TCM airs twelve hours of Robert Mitchum movies during daytime on Wednesday the 19th. The day starts strong with Undercurrent (1946) at 6 am and Where Danger Lives (1950) at 8:30 am. TCM keeps the 19th dark with the focus on Barbara Stanwyck’s film noir titles that same evening.
I’m interested in the early Lubitsch films on Friday night, but to be honest there’s not much else jumping out at me over this weekend. Then the Christmas-themed movies kick off at 5:30 am on Christmas Eve (Monday the 24th) and I wouldn’t be surprised to find myself planted in front of TCM with scissors and tape for a good portion of the day.
Starting at that time here’s what TCM has lined up all day on the 24th through to Christmas Day at 8 pm:
TCM Christmas Eve-Christmas Day Schedule
- 5:30 am - Beyond Tomorrow (1940)
- 7:00 am - Meet John Doe (1941)
- 9:15 am - Susan Slept Here (1954)
- 11:00 am - In the Good Old Summertime (1949)
- 1:00 pm - The Bishop’s Wife (1947)
- 3:00 pm - Holiday Affair (1949)
- 4:30 pm - Meet Me in St. Louis (1944)
- 6:30 pm - Babes in Toyland (1934)
- 8:00 pm - The Shop Around the Corner (1940 ... and that's three!)
- 10:00 pm - Come to the Stable (1949)
- 12:00 am - Auntie Mame (1958)
- 2:30 am - The Man Who Came to Dinner (1942)
- 4:30 am - And So They Were Married (1936)
- 5:45 am - Boys Town (1938)
- 7:30 am - Going My Way (1944)
- 9:45 am - The Miracle of Our Lady of Fatima (1952)
- 11:30 am - The Nun’s Story (1959)
- 2:15 pm - The Song of Bernadette (1943)
- 5:00 pm - King of Kings (1961)
And then at 8pm Christmas night TCM airs a run of six of the Hardy Family movies starring Mickey Rooney as Andy Hardy with Lewis Stone as the Judge, Fay Holden as Mrs. Hardy, Cecilia Parker as big sister Marian and Ann Rutherford as Polly Benedict. I have a separate, possibly too ambitious, Hardy themed post planned to hit the site before the 25th. But while TCM is only showing 6 of the Hardy films my master plan includes all 16. Only time will tell if I can beat the clock on this one!
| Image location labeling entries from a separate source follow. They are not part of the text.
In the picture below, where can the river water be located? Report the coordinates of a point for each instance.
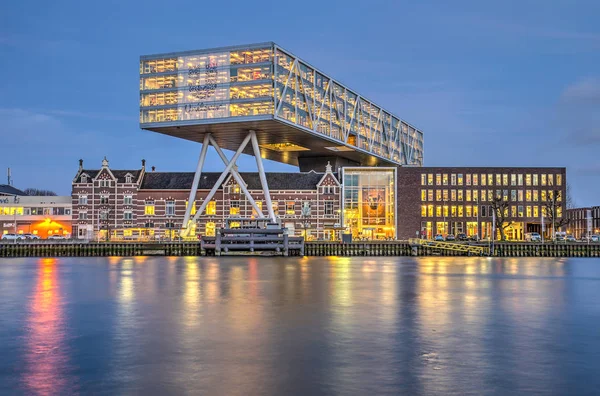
(306, 326)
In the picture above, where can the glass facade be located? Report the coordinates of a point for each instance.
(267, 82)
(369, 202)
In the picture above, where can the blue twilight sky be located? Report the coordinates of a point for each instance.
(491, 83)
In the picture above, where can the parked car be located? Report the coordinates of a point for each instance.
(462, 237)
(533, 237)
(12, 237)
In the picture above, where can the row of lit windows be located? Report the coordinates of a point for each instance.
(33, 211)
(459, 179)
(486, 211)
(488, 195)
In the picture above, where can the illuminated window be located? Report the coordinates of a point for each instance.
(149, 208)
(234, 208)
(259, 204)
(328, 208)
(290, 207)
(211, 208)
(170, 208)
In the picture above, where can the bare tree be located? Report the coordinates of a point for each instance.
(500, 208)
(36, 192)
(553, 209)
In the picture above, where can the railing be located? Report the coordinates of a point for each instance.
(450, 246)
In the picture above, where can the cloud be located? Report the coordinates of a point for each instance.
(583, 91)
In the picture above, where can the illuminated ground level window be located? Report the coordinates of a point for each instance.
(369, 202)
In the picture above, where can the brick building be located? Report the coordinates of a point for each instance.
(130, 203)
(578, 221)
(442, 200)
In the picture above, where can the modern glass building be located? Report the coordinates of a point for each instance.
(369, 202)
(296, 110)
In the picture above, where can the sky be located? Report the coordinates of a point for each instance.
(490, 83)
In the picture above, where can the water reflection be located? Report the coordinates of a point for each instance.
(46, 357)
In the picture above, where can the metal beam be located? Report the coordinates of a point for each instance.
(185, 226)
(238, 178)
(263, 177)
(222, 177)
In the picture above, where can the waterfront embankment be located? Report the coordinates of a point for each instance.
(370, 248)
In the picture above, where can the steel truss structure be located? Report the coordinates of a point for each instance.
(309, 99)
(230, 168)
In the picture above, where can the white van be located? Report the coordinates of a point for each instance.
(533, 237)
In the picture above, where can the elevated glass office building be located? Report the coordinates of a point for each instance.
(296, 110)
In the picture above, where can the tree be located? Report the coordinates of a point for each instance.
(500, 208)
(36, 192)
(554, 210)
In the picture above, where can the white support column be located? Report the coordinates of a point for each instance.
(263, 177)
(237, 178)
(188, 210)
(222, 177)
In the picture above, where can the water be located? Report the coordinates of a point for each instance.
(257, 326)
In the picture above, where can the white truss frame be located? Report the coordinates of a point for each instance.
(230, 168)
(377, 131)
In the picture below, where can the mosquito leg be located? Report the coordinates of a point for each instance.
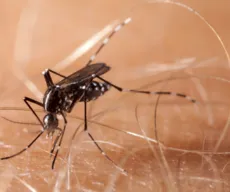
(28, 146)
(106, 40)
(91, 137)
(60, 141)
(56, 140)
(27, 100)
(149, 92)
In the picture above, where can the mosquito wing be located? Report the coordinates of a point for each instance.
(84, 75)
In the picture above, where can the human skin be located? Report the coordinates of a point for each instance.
(160, 37)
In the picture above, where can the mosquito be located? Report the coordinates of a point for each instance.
(81, 86)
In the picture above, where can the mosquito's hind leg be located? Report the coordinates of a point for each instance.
(94, 141)
(60, 141)
(27, 100)
(149, 92)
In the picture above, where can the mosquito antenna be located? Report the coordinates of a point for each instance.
(106, 40)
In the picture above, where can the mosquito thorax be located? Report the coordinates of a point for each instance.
(50, 121)
(52, 99)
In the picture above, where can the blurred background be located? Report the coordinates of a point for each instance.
(166, 47)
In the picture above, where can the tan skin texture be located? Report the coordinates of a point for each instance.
(159, 34)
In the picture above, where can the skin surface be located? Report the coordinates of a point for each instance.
(163, 41)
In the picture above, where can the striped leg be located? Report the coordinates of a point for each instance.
(149, 92)
(106, 40)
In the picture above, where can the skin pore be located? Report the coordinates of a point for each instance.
(164, 48)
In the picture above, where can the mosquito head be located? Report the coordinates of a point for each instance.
(50, 122)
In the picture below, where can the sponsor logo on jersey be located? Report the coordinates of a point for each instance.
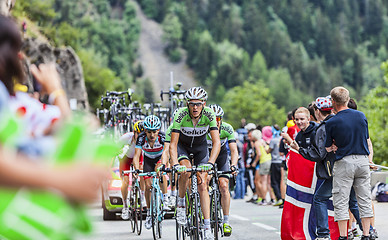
(209, 114)
(194, 132)
(227, 128)
(181, 115)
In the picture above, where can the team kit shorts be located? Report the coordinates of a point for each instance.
(126, 162)
(201, 153)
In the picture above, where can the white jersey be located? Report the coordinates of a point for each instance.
(36, 115)
(127, 139)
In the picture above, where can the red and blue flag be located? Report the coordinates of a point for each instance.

On December 28 we spend all day with another famed series as TCM celebrates the birth date of Lew Ayres with a 9 movie Dr. Kildare marathon running from 6:15 am through 8 pm.
Tucked into the middle of TCM’s Saturday, December 29 is Smart Blonde (1936) at noon eastern. This is the first of the Torchy Blane movies starring (mostly) Glenda Farrell and as far as I can tell the first of what will be weekly airings of Torchy Blane series entries by TCM throughout January and (hopefully) into February. The TCM schedule isn't available beyond January 26 at the moment, but they’re right on target with the fifth entry, Torchy Blane in Panama (actually starring Lola Lane) airing that day. Hopefully TCM continues the run and airs all nine Torchy entries because Glenda Farrell is a favorite and I don’t think I’ve caught these before.
I thought TCM usually aired a Marx Brothers marathon on New Year's Eve, but they choose a different route this year with a nine movie Abbott and Costello marathon airing from 6:30 am until 8 pm.
I’ll be back sometime soon to put the focus on December’s TCM Star of the Month, Barbara Stanwyck.
For January TCM's Star of the Month will be Loretta Young. They've really been on quite an impressive run for fans of the 1930s and '40s recently! I might not even complain too much once we get to the February's Oscar themed schedule.